DGit stands for “Distributed Git.” Git itself is distributed, so any copy of a Git repository contains every file, branch and commit in the project’s entire history. DGit uses this Git property to keep three copies of every repository on three different servers. The goal is to make GitHub less prone to downtime, so even in extreme cases where two copies of the repository become unavailable at the same time, the repository still remains readable.

(Related: What’s new in Git 2.8)

This change has been rolled out gradually over the past year as DGit was being built. A complicated aspect of DGit is that the replication is no longer transparent. This means every repository is now stored on three servers rather than the one server. DGit must implement its own serializability, locking, failure detection, and resynchronization, rather than relying on DRBD and the RAID controller to keep copies in sync, said GitHub in a blog post.

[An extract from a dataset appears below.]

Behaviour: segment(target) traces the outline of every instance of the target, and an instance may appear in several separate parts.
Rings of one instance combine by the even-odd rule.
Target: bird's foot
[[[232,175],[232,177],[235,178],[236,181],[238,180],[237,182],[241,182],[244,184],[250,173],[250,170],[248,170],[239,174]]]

Instead of identical disk images full of repositories, DGit performs replication at the application layer, with replicas as three loosely coupled Git repositories kept in sync via Git protocols, according to the company.

If a file server needs to be taken offline, DGit automatically determines which repositories are left with fewer than three replicas and creates new replicas of those repositories on other file servers. This “healing” process uses all remaining servers as both sources and destinations—without any downtime—said GitHub.

With DGit, each repository is stored on the three servers distributed around the pool of file servers. DGit selects the servers to host each repository, keeps those replicas in sync, and picks the best server to handle each incoming read request, said GitHub. Then, writes are streamed at the same time to all three replicas, but they are only committed if at least two replicas confirm success.

There are a few added benefits of DGit, including file servers no longer having to be deployed as pairs of identical servers. When a server fails, replacing it used to be urgent, said GitHub, because its backup server was operating with no spare. Now, when a server fails, DGit manages to make new copies of repositories that it hosted, and it automatically distributes them throughout the cluster.

The rollout process included several steps, such as:

  • Moving the DGit developers’ personal repositories first
  • Moving private, GitHub-owned repositories that weren’t part of running the website
  • Moving the rest of GitHub’s private repositories
  • Stopping moving repositories for three months while GitHub conducted testing, automated DGit-related processes, documented DGit, and fixed an occasional bug

As of the rollout yesterday, 58% of repositories and 96% of Gists (representing 67% of Git operations) are in DGit, according to GitHub. It plans on moving the rest as it turns pre-DGit file server pairs into DGit servers.